2. Finding Mentorship
Even those who had strong mentorship regarding the academic aspect of graduate school through the Mellon Mays Undergraduate Fellowship Program and/or the McNair Scholars Program felt under-prepared for how to navigate the professional expectations and norms of their fields. Jamiella noted that, as a graduate student of color, she struggled to find mentorship and learn about her rights as a graduate student and that, in her efforts to build those relationships, when she strayed away from her own department, she was criticized for not being more present. Luckily, for Markeysha, her department of Afro-American studies happened to be more welcoming socially. She reached out to several graduate students before she started via social media and while not everyone responded, those who did said they wanted to help her ward off the isolation that they encountered in their first year.
Only two people received significant guidance from their departments for the summer: Mary, a neurobiologist and, currently, a graduate dean, told me that when she went to Columbia in the late ‘80s, they had to take entrance exams based on reading list prepared by department faculty. She said “the prep set [her] up with a solid foundation … and communicate[d] the expectations for a) assumed prior foundational knowledge, b) students’ self-learning ability, c) accountability.”

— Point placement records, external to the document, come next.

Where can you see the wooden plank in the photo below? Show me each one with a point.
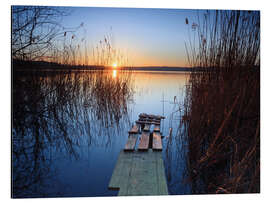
(134, 129)
(144, 141)
(157, 128)
(162, 183)
(157, 144)
(131, 142)
(119, 178)
(144, 115)
(147, 122)
(143, 178)
(146, 127)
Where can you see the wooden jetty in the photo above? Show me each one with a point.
(141, 171)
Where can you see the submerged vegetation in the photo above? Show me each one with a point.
(222, 106)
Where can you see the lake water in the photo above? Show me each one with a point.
(69, 127)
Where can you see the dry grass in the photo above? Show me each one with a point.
(222, 108)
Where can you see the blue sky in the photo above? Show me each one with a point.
(149, 37)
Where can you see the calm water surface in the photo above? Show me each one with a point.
(68, 129)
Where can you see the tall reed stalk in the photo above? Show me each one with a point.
(222, 107)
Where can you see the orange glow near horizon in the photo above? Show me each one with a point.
(114, 73)
(115, 65)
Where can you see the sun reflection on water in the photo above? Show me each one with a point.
(114, 73)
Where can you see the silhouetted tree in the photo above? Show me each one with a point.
(34, 28)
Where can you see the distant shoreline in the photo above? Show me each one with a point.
(43, 65)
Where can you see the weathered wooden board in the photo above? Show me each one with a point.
(157, 144)
(121, 171)
(147, 122)
(143, 115)
(139, 173)
(146, 127)
(143, 179)
(131, 142)
(134, 129)
(144, 141)
(157, 128)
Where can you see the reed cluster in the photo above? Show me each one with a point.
(222, 107)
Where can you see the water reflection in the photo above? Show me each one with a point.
(68, 128)
(59, 113)
(114, 73)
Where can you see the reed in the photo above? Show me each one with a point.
(222, 107)
(62, 111)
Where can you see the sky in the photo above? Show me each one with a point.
(147, 37)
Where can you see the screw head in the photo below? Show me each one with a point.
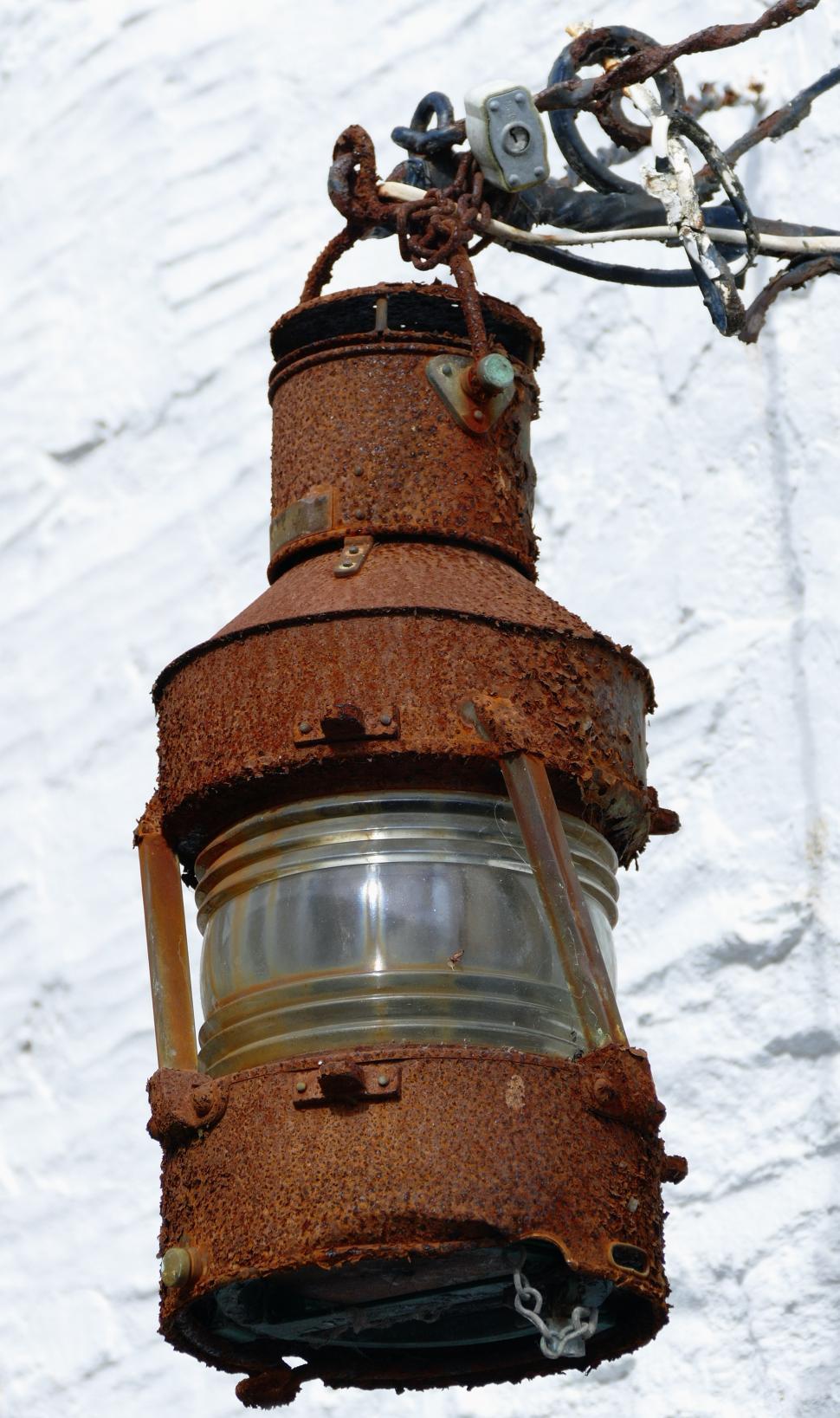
(176, 1266)
(516, 139)
(494, 373)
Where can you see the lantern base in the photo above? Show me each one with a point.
(373, 1230)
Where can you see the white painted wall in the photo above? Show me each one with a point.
(163, 196)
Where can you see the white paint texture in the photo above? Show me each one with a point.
(163, 175)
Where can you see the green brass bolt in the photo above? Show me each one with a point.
(494, 373)
(176, 1266)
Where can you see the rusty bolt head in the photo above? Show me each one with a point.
(176, 1266)
(604, 1091)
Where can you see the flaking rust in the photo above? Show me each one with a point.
(489, 1148)
(339, 1170)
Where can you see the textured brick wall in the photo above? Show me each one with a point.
(163, 191)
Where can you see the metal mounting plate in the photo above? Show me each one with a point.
(445, 374)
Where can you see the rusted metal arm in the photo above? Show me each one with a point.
(655, 57)
(552, 864)
(166, 936)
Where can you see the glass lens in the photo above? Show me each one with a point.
(385, 917)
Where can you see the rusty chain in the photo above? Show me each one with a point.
(445, 210)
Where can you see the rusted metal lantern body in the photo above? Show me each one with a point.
(401, 781)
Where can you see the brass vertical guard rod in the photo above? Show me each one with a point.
(166, 936)
(557, 879)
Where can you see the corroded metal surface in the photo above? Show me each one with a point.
(354, 416)
(229, 739)
(479, 1148)
(350, 672)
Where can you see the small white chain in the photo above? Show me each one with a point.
(554, 1340)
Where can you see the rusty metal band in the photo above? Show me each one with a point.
(396, 460)
(476, 1148)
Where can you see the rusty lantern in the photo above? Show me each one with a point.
(414, 1146)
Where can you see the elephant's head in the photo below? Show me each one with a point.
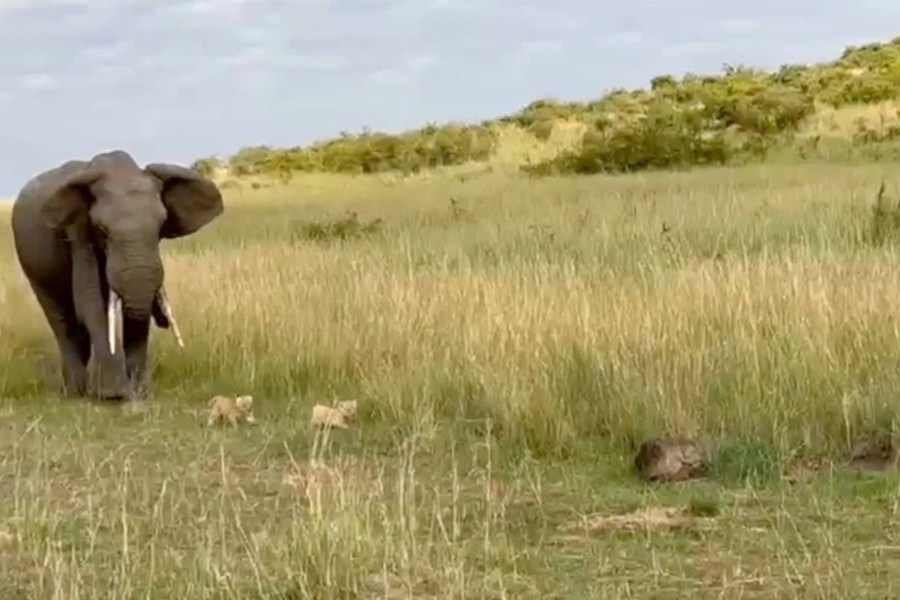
(124, 211)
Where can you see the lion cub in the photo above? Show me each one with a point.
(223, 408)
(327, 416)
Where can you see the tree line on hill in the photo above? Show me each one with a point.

Similarly, Marwa’s program circulated a reading list, sans exams, that included materials on how historians do their work, foundational texts in the program’s strengths, and recent books by faculty in the department. She said the latter was especially important for being able to assess immediately what kind of research and teaching were happening in the department and who might be on a shortlist for exams committees, which could then help select courses, allowing the student to build meaningful relationships with faculty of interest from the beginning.
The lack of such guidance led Kate P, a global modernist, to sign up for a course simply because it actually listed the required readings in the course description. That choice allowed her to get some sense of what a graduate seminar in her department would look like.
Graduate Programs: Have faculty in the program, by sub-field, identify 1-3 texts that incoming graduate students should have read and update this list annually ideally. Faculty with administrative roles like chair, graduate director, and job officer should similarly identify 1-3 texts that speak to writing, researching, teaching, and other aspects of the profession so that students get a full picture of what graduate school entails as well as the careers for people #withaPhD. If you assign faculty and peer mentors to new students — and you should — connect them in May rather than waiting until the new term begins.
Graduate Students: Become familiar with our trade publications like the Chronicle of Higher Ed and Inside Higher Ed. Check out social media resources like @TrynaGrad or @IamSciComm and engage with your professional organizations. Get the inside scoop from a graduate student point of a view at GradHacker and Conditionally Accepted for insight into the navigating profession as as person on the margins . Ask your colleagues about assistantship responsibilities such as teaching or working in labs.
3. Mitigating Burnout
There was a chorus of agreement around preparing oneself psychologically. Sid, a cell and developmental biologist, and Evelyn, an MA student in public health, stressed the importance of listening to one’s body and figuring out where to put energies and when to conserve them. Fellow GradHacker Megan put it well when she advised, “You can’t compare yourself to others … You don’t need to work 24/7 … Work hard, but smart … And finally, your work does not define your worth.”